O isolamento é uma manifestação complexa para a qual podem contribuir factores relacionais, instintivos, e comunicacionais. A labilidade emocional surge como

manifestação de perda de controlo dos impulsos, e para além do agravamento resultante do processo demencial, está também sujeita ao padrão habitual do indivíduo, à sua resistência à frustração, e às variações a que estes comportamentos estão sujeitos.

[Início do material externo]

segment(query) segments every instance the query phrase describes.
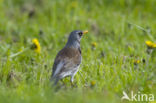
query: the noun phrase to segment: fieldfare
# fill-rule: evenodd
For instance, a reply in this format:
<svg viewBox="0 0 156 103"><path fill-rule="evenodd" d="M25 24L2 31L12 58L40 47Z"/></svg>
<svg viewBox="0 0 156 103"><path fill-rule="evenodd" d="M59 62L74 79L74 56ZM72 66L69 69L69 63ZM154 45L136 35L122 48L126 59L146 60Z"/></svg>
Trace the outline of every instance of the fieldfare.
<svg viewBox="0 0 156 103"><path fill-rule="evenodd" d="M65 47L58 52L51 75L51 81L54 82L54 85L56 85L59 80L68 76L71 77L71 83L73 82L82 59L80 40L86 33L88 33L88 31L75 30L71 32Z"/></svg>

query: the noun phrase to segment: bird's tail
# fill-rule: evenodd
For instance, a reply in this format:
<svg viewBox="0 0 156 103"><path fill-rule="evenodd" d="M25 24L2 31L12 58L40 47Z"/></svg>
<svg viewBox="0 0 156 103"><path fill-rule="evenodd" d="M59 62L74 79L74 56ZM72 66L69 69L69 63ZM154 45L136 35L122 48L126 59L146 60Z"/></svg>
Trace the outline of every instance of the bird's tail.
<svg viewBox="0 0 156 103"><path fill-rule="evenodd" d="M54 77L54 76L51 76L50 81L51 81L52 84L55 86L55 85L57 85L57 82L59 81L59 79L57 79L57 78Z"/></svg>

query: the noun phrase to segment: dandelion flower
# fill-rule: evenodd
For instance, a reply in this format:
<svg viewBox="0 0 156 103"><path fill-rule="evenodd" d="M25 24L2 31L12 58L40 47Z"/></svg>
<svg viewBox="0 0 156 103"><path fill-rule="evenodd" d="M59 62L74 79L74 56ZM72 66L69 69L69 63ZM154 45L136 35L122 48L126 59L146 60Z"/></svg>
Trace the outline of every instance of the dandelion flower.
<svg viewBox="0 0 156 103"><path fill-rule="evenodd" d="M139 64L140 63L140 60L134 60L133 62L135 65Z"/></svg>
<svg viewBox="0 0 156 103"><path fill-rule="evenodd" d="M32 40L32 43L33 43L33 45L32 45L32 49L33 50L35 50L35 52L36 53L40 53L40 51L41 51L41 47L40 47L40 43L39 43L39 41L38 41L38 39L33 39Z"/></svg>
<svg viewBox="0 0 156 103"><path fill-rule="evenodd" d="M72 7L72 8L76 8L76 7L77 7L77 2L76 2L76 1L73 1L73 2L71 3L71 7Z"/></svg>
<svg viewBox="0 0 156 103"><path fill-rule="evenodd" d="M96 42L92 42L91 45L92 45L92 47L96 47L97 44L96 44Z"/></svg>
<svg viewBox="0 0 156 103"><path fill-rule="evenodd" d="M96 81L91 81L90 84L91 84L91 86L93 87L93 86L95 86Z"/></svg>
<svg viewBox="0 0 156 103"><path fill-rule="evenodd" d="M19 49L19 52L22 52L23 51L23 49L21 48L21 49Z"/></svg>
<svg viewBox="0 0 156 103"><path fill-rule="evenodd" d="M146 43L147 47L149 47L149 48L156 48L156 43L153 43L151 41L146 41L145 43Z"/></svg>

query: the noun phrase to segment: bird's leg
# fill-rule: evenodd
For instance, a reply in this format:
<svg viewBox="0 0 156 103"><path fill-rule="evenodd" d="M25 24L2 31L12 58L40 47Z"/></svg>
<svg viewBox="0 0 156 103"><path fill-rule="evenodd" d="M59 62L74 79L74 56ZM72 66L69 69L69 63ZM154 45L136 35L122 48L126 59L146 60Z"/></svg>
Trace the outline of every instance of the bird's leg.
<svg viewBox="0 0 156 103"><path fill-rule="evenodd" d="M72 88L75 87L73 81L74 81L74 76L71 76L70 83L71 83L71 87L72 87Z"/></svg>
<svg viewBox="0 0 156 103"><path fill-rule="evenodd" d="M59 81L59 79L55 78L55 82L54 85L57 85L57 82Z"/></svg>
<svg viewBox="0 0 156 103"><path fill-rule="evenodd" d="M73 81L70 80L70 84L71 84L71 87L73 88L74 87L74 84L73 84Z"/></svg>

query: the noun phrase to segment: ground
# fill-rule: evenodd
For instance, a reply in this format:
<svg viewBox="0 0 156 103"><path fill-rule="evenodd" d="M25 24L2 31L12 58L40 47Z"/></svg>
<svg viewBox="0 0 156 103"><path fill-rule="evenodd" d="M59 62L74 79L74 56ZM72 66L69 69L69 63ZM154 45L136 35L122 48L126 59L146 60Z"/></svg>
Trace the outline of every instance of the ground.
<svg viewBox="0 0 156 103"><path fill-rule="evenodd" d="M129 103L121 100L123 91L156 96L156 49L145 43L156 42L155 5L155 0L0 0L0 102ZM73 30L89 31L81 40L80 72L75 87L66 78L56 89L49 81L54 58Z"/></svg>

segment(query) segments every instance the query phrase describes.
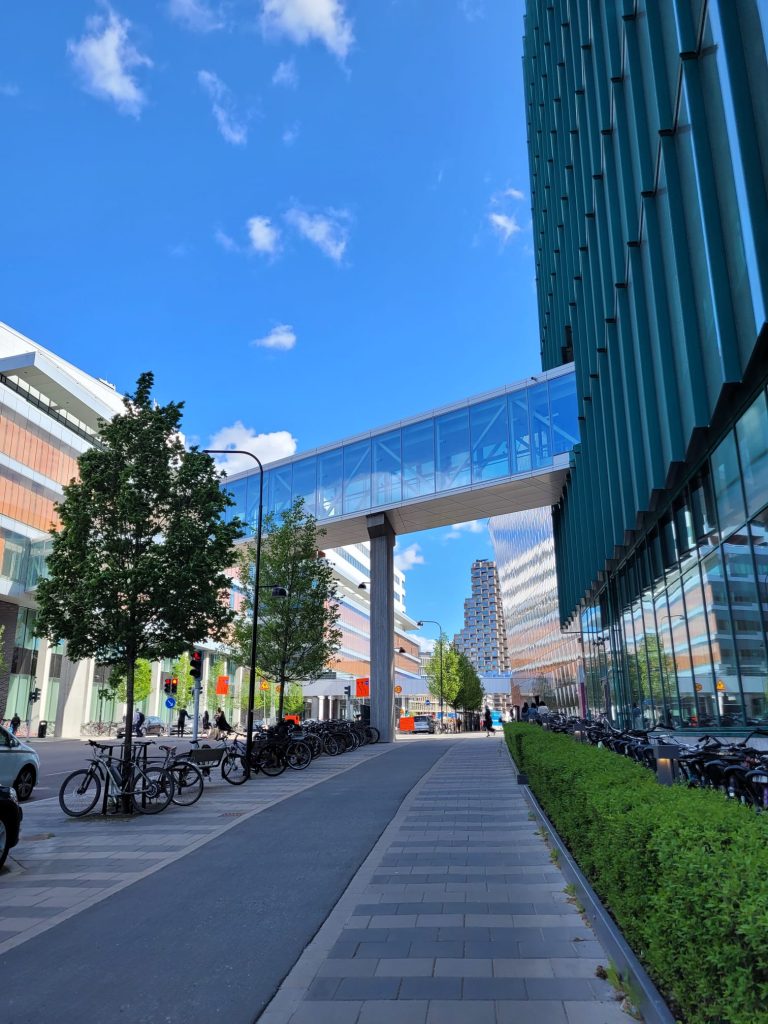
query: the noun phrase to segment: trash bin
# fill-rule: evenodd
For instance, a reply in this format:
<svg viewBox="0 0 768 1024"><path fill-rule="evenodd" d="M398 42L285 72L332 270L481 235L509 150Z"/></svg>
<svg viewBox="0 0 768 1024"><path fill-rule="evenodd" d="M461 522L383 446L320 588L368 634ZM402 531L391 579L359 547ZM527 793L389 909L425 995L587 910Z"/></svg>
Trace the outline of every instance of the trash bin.
<svg viewBox="0 0 768 1024"><path fill-rule="evenodd" d="M45 734L48 732L48 723L41 722L37 727L37 738L39 740L45 739Z"/></svg>

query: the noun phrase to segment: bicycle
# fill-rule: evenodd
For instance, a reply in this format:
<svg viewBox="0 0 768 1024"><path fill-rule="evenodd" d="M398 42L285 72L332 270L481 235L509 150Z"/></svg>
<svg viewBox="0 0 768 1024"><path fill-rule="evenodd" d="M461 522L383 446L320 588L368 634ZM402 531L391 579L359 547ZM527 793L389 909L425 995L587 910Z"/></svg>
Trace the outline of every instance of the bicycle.
<svg viewBox="0 0 768 1024"><path fill-rule="evenodd" d="M158 749L165 752L161 767L166 768L173 778L171 800L179 807L191 807L192 804L196 804L203 795L203 773L183 754L177 755L176 747L160 744Z"/></svg>
<svg viewBox="0 0 768 1024"><path fill-rule="evenodd" d="M124 779L123 758L113 757L112 750L118 743L99 743L88 740L94 749L87 768L78 768L64 779L59 789L59 805L72 818L82 818L99 802L102 789L106 789L104 813L112 804L115 812L124 797L130 797L134 810L140 814L159 814L171 803L174 780L166 768L148 767L146 751L144 765L140 763L141 748L131 759L130 774Z"/></svg>

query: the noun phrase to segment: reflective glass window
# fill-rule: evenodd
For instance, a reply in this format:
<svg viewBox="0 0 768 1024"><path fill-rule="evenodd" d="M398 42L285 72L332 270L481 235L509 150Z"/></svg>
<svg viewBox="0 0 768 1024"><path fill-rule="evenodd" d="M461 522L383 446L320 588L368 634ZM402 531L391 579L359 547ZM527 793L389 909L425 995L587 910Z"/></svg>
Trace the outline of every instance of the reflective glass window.
<svg viewBox="0 0 768 1024"><path fill-rule="evenodd" d="M341 448L317 456L317 517L328 519L342 511L343 458Z"/></svg>
<svg viewBox="0 0 768 1024"><path fill-rule="evenodd" d="M768 509L755 516L749 524L749 532L757 569L757 590L763 632L768 639Z"/></svg>
<svg viewBox="0 0 768 1024"><path fill-rule="evenodd" d="M472 480L509 476L509 426L503 396L473 405L469 411L472 431Z"/></svg>
<svg viewBox="0 0 768 1024"><path fill-rule="evenodd" d="M528 473L531 469L531 428L528 423L528 392L525 388L507 396L509 429L512 438L512 472Z"/></svg>
<svg viewBox="0 0 768 1024"><path fill-rule="evenodd" d="M533 439L533 468L540 469L552 462L552 424L549 418L549 388L546 381L528 388Z"/></svg>
<svg viewBox="0 0 768 1024"><path fill-rule="evenodd" d="M736 424L744 491L750 515L768 505L768 402L765 392Z"/></svg>
<svg viewBox="0 0 768 1024"><path fill-rule="evenodd" d="M270 510L279 514L291 507L291 464L279 466L269 471L271 478L269 503Z"/></svg>
<svg viewBox="0 0 768 1024"><path fill-rule="evenodd" d="M723 438L712 456L712 482L720 520L720 533L727 537L746 519L736 439L732 433Z"/></svg>
<svg viewBox="0 0 768 1024"><path fill-rule="evenodd" d="M435 419L437 483L435 490L450 491L471 483L469 468L469 410L457 409Z"/></svg>
<svg viewBox="0 0 768 1024"><path fill-rule="evenodd" d="M344 446L344 511L371 507L371 442Z"/></svg>
<svg viewBox="0 0 768 1024"><path fill-rule="evenodd" d="M234 480L232 483L227 483L227 490L235 503L234 506L229 509L230 518L242 519L243 522L245 522L247 514L246 495L248 492L248 478L243 477L241 480Z"/></svg>
<svg viewBox="0 0 768 1024"><path fill-rule="evenodd" d="M723 544L723 561L731 603L738 676L747 719L754 721L762 719L768 711L765 690L768 659L758 600L758 581L755 579L755 564L747 527L731 534Z"/></svg>
<svg viewBox="0 0 768 1024"><path fill-rule="evenodd" d="M691 514L696 539L717 542L717 514L709 466L704 465L691 484Z"/></svg>
<svg viewBox="0 0 768 1024"><path fill-rule="evenodd" d="M576 376L569 373L549 381L549 408L552 417L552 450L555 455L569 452L579 443L576 404Z"/></svg>
<svg viewBox="0 0 768 1024"><path fill-rule="evenodd" d="M403 499L435 490L435 421L403 427Z"/></svg>
<svg viewBox="0 0 768 1024"><path fill-rule="evenodd" d="M744 715L736 645L731 631L728 590L719 550L713 551L702 561L701 575L720 723L723 726L740 725Z"/></svg>
<svg viewBox="0 0 768 1024"><path fill-rule="evenodd" d="M293 464L293 500L304 501L304 511L315 514L315 489L317 487L317 462L314 458L302 459Z"/></svg>
<svg viewBox="0 0 768 1024"><path fill-rule="evenodd" d="M400 431L373 438L373 504L389 505L402 500Z"/></svg>

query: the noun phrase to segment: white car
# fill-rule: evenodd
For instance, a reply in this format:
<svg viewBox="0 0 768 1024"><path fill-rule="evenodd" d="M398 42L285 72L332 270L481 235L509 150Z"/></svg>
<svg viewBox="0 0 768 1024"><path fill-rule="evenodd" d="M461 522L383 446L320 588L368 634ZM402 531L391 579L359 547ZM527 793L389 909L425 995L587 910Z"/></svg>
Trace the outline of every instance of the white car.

Podem surgir períodos de desorientação que gradualmente se vão tornando permanentes, ideias delirantes, geralmente de perseguição, alucinações, geralmente visuais, agitação motora, agitação verbal, agressividade, recusa em fazer a higiene ou mesmo em se alimentar. Começa a ser difícil a expressão das necessidades básicas e do desconforto físico.

A dificuldade na comunicação e dificuldade em expressar as necessidades básicas, surgem como graus sucessivos de múltiplos défices na elaboração verbal, e constituem uma clara assinatura da deterioração cognitiva, com mínimos factores psicogénicos, apenas modelada pela reserva cognitiva, sendo que esta se relaciona com o nível educativo.

Se é certo que no percurso psicológico do cuidado ao longo do processo demencial, cada etapa nos aparece como negativa, causadora de desadaptação e

sofrimento, podemos também perceber que cada uma dessas dificuldades traz implícito um pedido, uma necessidade própria, o que, não sendo à partida algo positivo, traz consigo um potencial, pelo menos do ponto de vista relacional. Uma necessidade é também um motivo para a interacção, para uma possível aproximação, que pode ir além da própria necessidade inicial, e tornar-se uma troca recíproca. A negação da realidade objectiva que se antevê, traz em si uma clara mensagem de desejo de manter a

autonomia, da necessidade de autonomia. A ansiedade com a sua antecipação receosa. Como não ver na ansiedade uma manifestação de percepção das dificuldades futuras, e de necessidade de confiança? A depressão não é também o reconhecimento da

situação, e o défice de compreensão, anunciando a perda de capacidades cognitivas,

requer dos cuidadores aceitação, respeito pelo processo psicológico do cuidado, e conhecimento das dificuldades cognitivas do cuidado, que permita a procura das melhores alternativas para garantir a segurança, e manter a comunicação e o

desempenho. No isolamento, e na labilidade emocional, manifestações complexas, poderemos encontrar diversas misturas de causas psicológicas, instintivas e cognitivas. Na dificuldade em expressar as necessidades básicas consuma-se a dependência em relação a terceiros, donde a premência de estes entenderem o que já não se consegue expressar de forma convencional. No percurso do receptor dos cuidados, como acima referimos, surgem-nos primeiro as etapas com maior componente psicológica, ou seja, mais acessíveis a uma abordagem compreensiva, onde podem ter maior relevância as atitudes interpessoais de empatia e aceitação. Se nas etapas mais tardias do processo demencial ganha importância a deterioração da componente cognitiva, tornando-se progressivamente mais necessária uma abordagem explicativa, e uma intervenção capaz de minimizar as consequências da perda das capacidades cognitivas, não deixa por isso de haver lugar a uma componente compreensiva, iluminada pela empatia e aceitação, embora adaptada à realidade e capacidade comunicativa do cuidado, onde ganham relevância as comunicações não verbais (Prouty, 1994). A perda do sentimento de si é um risco presente na demência mas surge tardiamente e pode ser combatida,

preservando-se dessa forma um sentido para a existência do doente, com benefícios para o próprio, mas também para o cuidador.